To me –there is nothing funner to eat than corn on the cob. I always start on the right side and go left –haha but I hear some folks go round and round the cob. Any way you eat it is fine with me–just have fun with it–it’s just the funnest vegetable ever to eat! I usually don’t get to enjoy it much in the winter since it’s not in season around here…but I had a craving for it so I splurged and got a few ears from the grocery store. In the summertime, we pick up freshly picked corn from Fritchey’s Roadside Stand on the way up to Lake Burton and it’s always perfect. I especially love the ‘silver queen’ variety —and my mother in law likes a variety she calls ‘trucker’s corn.’ Anyone know why it’s called that? I have no idea!
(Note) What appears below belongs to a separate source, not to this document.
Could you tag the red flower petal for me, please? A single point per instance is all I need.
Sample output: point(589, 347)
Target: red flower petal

Once you’ve removed the husks and silk and washed the cobs, bring a pot of water to a boil. Then add in the cobs of corn. Let boil for 5 minutes then turn off the heat. Cover and let the corn stay in the hot water for 20 minutes. Remove with tongs, stick corn picks into each end and slather with Herbed Butter! Recipe to follow.
In a mixing bowl — add one stick of softened, salted butter, the zest of one lemon, juice of 1/2 a lemon, 2 cloves of fresh garlic; minced and 2 tablespoons each: chopped fresh thyme and chopped fresh chives. Stir well to combine.
Spoon the mixture into a glass container and store in the refrigerator for at least 10 minutes to allow all the flavors to meld into the butter.
This butter is great on anything from bread, corn dishes, fish, or even melted as a dip for boiled shrimp –which is what we are having tonight during the Super Bowl!
If you make this Herbed Butter recipe… let me know how you like it and how you served it!